Three Fine Minds ( not to be confused with "Three Blind Mice") is a small - teeny, tiny - relatively new, female-owned company located in the San Fernando Valley in sunny southern California.
If you ask us, we're really wonderful people. Simply lovely. All one of us. We floss regularly, and dogs and old people seem to like us.
Yes, I am all Three Fine Minds. It sounded better to have three, rather than just one fine mind. Anyone can have just one. This way, I have two backup fine minds. It's like having two spare tires. Besides, I love the teamwork.
I originally came up with the idea of The Last Word Bish when I realized how many times in life you don't get the last word. The truth is you don't always get the opportunity to speak your mind. No matter what your rank or position in life is, no matter what sex - or lack thereof!
The Free Dictionary by Farlex gives the meaning as follows:
last word: noun
Fig. the fnal point (in an argument); the final decision (in some matter). (*Typically: get the last word or have the last word or give some one the last word.) As in, Why do you always have to have the last word in an argument?"
Let's be honest here.

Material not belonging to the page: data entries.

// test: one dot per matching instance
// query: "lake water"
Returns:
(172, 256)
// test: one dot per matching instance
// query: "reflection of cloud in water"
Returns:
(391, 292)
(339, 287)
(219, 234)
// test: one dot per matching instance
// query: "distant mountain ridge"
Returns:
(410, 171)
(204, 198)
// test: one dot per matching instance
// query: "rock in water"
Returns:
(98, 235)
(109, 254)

We all want the last word. Period. No matter how enlightened we imagine ourselves to be - and I imagine myself to be incredibly enlightened. It comes under the category of being human. To me, there's a certain amount of power - and even closure - associated with having the last word. When we're deprived of it - a condition commonly referred to as The Last Word-less-itis - it makes us upset and causes us to consume large quantities of food and beverages. Particularly peanut M&M's chased by diet coke. Just for example.

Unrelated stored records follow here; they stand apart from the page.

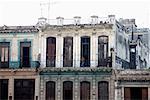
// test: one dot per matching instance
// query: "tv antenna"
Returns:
(48, 8)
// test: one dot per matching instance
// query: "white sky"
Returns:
(27, 12)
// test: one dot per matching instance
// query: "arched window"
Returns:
(102, 50)
(85, 51)
(103, 91)
(68, 90)
(51, 52)
(50, 90)
(4, 54)
(68, 52)
(85, 90)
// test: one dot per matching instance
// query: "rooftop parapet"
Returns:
(60, 21)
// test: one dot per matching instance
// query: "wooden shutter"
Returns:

So, being a normal human being, I immediately thought of the middle finger. How great it would be to be able to send it to someone - even anonymously. Now, anyone who doesn't know me might find this shocking because at a quick glance, I could be the posture child for decorum (If my sister is reading this right now, she is shaking her head, "no", but she can just shut her piehole because nobody asked her.) I am, however, an avid-closet-middle-finger proponent, particularly of the "behind your back" variety or while safely ensconced within the confines of my car (God help me if any of these people ever recognize me.)